- Origin: Covina, California, United States
- Genres: Garage rock; psychedelic;
- Labels: Liverpool

= The Bees (American band) =

American l rock band

The Bees was an American garage rock and psychedelic band from Covina, California, that was active in the mid-1960s, and was best known for the 1966 paranoiac anthem "Voices Green and Purple". The song has been mentioned as an innovative example of early protopunk.

The Bees, who recorded "Voices Green and Purple" are not to be confused with another band of the same name who were also active in the Los Angeles area at the time, who recorded on the Mira and Mirwood labels. The group who recorded "Voices Green and Purple" released it as a single on the Liverpool label backed with "Trip to New Orleans" in October, 1966. "Voices Green and Purple" has been cited by rock historian Mike Stax as an influential example of "acid punk". The song begins at a medium tempo, but then speeds up into a fast-paced thrash in the refrains. As Stax describes: "...when the song comes unglued the for the panic-stricken choruses, these guys were in uncharted waters." According to music critic Richie Unterberger, "The psychedelic touch was added not just by the florid and deranged lyrics, but by the choruses, where the tune disappeared, the drums sped up, and the scrawling guitars made ascending shards of noise." The single came wrapped in a paper jacket adorned with the kind of scrawled lettering and defaced imagery suggestive of later "D.I.Y." punk fanzines.
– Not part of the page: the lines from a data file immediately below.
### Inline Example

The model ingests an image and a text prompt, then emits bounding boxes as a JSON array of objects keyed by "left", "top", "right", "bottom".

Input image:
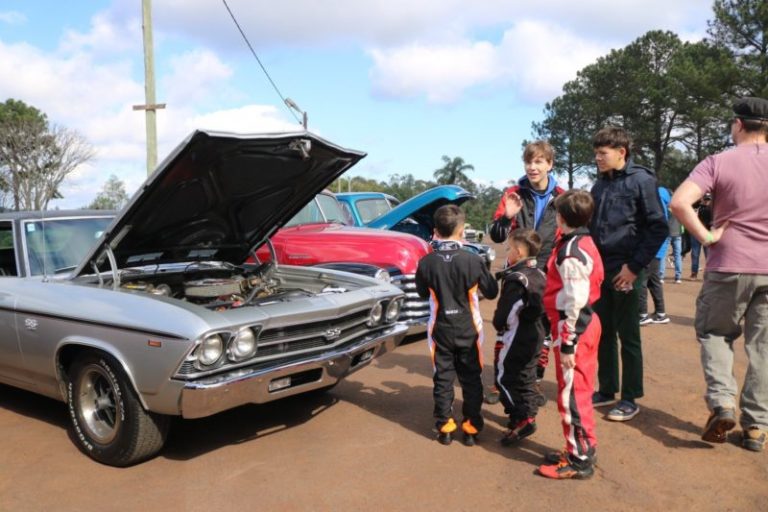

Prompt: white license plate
[{"left": 267, "top": 377, "right": 291, "bottom": 393}]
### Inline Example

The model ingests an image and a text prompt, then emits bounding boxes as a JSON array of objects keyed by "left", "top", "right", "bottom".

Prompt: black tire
[{"left": 67, "top": 353, "right": 170, "bottom": 467}]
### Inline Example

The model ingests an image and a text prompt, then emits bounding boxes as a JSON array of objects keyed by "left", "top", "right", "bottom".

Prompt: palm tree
[{"left": 434, "top": 155, "right": 475, "bottom": 185}]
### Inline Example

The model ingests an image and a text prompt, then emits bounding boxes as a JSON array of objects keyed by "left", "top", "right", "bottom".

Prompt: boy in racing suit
[
  {"left": 538, "top": 190, "right": 603, "bottom": 479},
  {"left": 493, "top": 229, "right": 546, "bottom": 446},
  {"left": 416, "top": 205, "right": 499, "bottom": 446}
]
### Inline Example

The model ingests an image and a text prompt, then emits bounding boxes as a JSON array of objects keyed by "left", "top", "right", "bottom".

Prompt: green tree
[
  {"left": 433, "top": 155, "right": 475, "bottom": 189},
  {"left": 0, "top": 99, "right": 93, "bottom": 210},
  {"left": 524, "top": 82, "right": 596, "bottom": 189},
  {"left": 708, "top": 0, "right": 768, "bottom": 98},
  {"left": 88, "top": 174, "right": 128, "bottom": 210},
  {"left": 670, "top": 41, "right": 739, "bottom": 161}
]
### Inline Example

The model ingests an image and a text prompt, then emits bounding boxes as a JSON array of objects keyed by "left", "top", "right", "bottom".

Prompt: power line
[{"left": 221, "top": 0, "right": 302, "bottom": 123}]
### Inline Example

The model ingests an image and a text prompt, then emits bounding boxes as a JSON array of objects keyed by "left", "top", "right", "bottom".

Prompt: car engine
[{"left": 120, "top": 262, "right": 346, "bottom": 311}]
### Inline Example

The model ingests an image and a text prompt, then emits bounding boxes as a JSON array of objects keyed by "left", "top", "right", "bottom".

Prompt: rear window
[
  {"left": 355, "top": 197, "right": 391, "bottom": 224},
  {"left": 23, "top": 217, "right": 112, "bottom": 276}
]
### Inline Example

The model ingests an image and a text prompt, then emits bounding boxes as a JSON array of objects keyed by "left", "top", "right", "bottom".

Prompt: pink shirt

Original copies of the single are extremely rare and are considered some of the most valuable collectibles from the garage era. The song became a favorite of collectors after it was re-issued on Pebbles Vol. 3. It was also included on the Nuggets 4-CD box set many years later. In Mike Markesich's Teenbeat Mayhem, based on the balloting of a panel of noted writers and garage rock experts, the song is rated as a ten out of ten, and in the section listing the 1000 greatest garage rock recordings of all time, it is ranked at #13.

==Discography==
- "Voices Green and Purple" b/w "Trip to New Orleans" (Liverpool 45-LIV-62225, rel. October, 1966)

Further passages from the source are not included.